You bowed once before,
Your cause came up empty,

You turn to us,
Expecting now that we should bend,

But not all are willing,
For some deem you unworthy of such honour,

It is true, one day, every knee shall bow,
But upward-looking eyes will not gaze at some boy,

They will see the almighty God,
The same God who looks down upon you,

You too will give an account,
For your life, and for your rule,

You invoke strong words,
And clench your velvet glove-covered iron fist,

But hear this and be forewarned,
Some are stirring,

Not desiring violence,
But merely to oppose the decree, “this is not optional.”


Woe Canada

Woe Canada


By Ollie Adamson

How you have strayed,
Having been led away from what once justified you.

For your dominion was planted in knowledge and truth.
You knew my ways and sought my counsel.

But now, your rulers chase after the wind,
Which blows eastwardly one day, westward the next.

Arrogance is your stumbling block,
It prevents you from growing in wisdom.

For she is not found in man’s progressive intellect,
But rather through lessons learned, through understanding man’s nature.

Can you offer up salvation?
Can you save a man from himself?

You promise milk, and offer your breast,
But where does your milk come from?

For, unlike the new mother,
Your supply comes from those you nurse.

Consider the things which lead to a joyful heart,
They go far beyond matters of provision.

Work and leisure, failure and success,
The freedom to experience them, this is the fullness of life.

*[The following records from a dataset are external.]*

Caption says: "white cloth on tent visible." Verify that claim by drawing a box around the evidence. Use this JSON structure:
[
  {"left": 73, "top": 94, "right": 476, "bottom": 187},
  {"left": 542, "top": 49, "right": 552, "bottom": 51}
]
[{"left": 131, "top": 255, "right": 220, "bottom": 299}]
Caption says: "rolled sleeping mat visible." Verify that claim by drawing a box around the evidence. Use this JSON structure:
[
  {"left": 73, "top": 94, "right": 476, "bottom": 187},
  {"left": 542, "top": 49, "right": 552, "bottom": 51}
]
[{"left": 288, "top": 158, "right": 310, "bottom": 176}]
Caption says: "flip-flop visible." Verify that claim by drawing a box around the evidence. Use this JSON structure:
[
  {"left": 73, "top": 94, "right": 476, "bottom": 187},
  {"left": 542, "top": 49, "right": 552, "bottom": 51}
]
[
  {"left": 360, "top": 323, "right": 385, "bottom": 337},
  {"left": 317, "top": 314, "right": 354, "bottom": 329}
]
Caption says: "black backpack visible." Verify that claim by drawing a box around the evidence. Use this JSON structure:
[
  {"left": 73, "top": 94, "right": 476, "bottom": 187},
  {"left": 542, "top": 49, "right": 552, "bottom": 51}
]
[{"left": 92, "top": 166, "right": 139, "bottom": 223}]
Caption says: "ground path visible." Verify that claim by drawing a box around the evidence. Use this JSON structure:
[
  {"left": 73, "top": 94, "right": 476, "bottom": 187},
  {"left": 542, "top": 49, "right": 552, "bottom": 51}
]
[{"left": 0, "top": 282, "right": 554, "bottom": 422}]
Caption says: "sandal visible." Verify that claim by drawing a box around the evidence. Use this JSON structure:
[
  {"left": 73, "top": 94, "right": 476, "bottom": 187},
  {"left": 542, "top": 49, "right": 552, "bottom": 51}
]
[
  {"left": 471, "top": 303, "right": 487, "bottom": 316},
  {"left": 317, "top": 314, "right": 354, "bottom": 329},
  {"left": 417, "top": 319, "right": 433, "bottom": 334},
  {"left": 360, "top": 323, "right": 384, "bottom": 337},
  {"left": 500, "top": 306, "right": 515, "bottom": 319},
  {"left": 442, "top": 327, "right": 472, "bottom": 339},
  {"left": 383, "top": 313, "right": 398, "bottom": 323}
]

Humble yourselves before me,
And before your people.

Acknowledge your limitations,
And do away with grandiosity.

For you are your brother’s keeper,
Only as far as your brother desires it.

My people belong to me,
Yet you have shown contempt for them.

When one desires to travel a different route,
You rain down like thunder and threaten to wash them away.

My heart weighs the group, next the individual; I lay them on either side of the beam,
And my scales lie in perfect counterbalance.

Do not threaten my children,
And expect to find a seat on my moral high ground.

Though sickness and death stir up fear,
Allow my people to be healthy in spirit.

Release my image-bearers from your grip,
I have written down your name, and I will surely remember.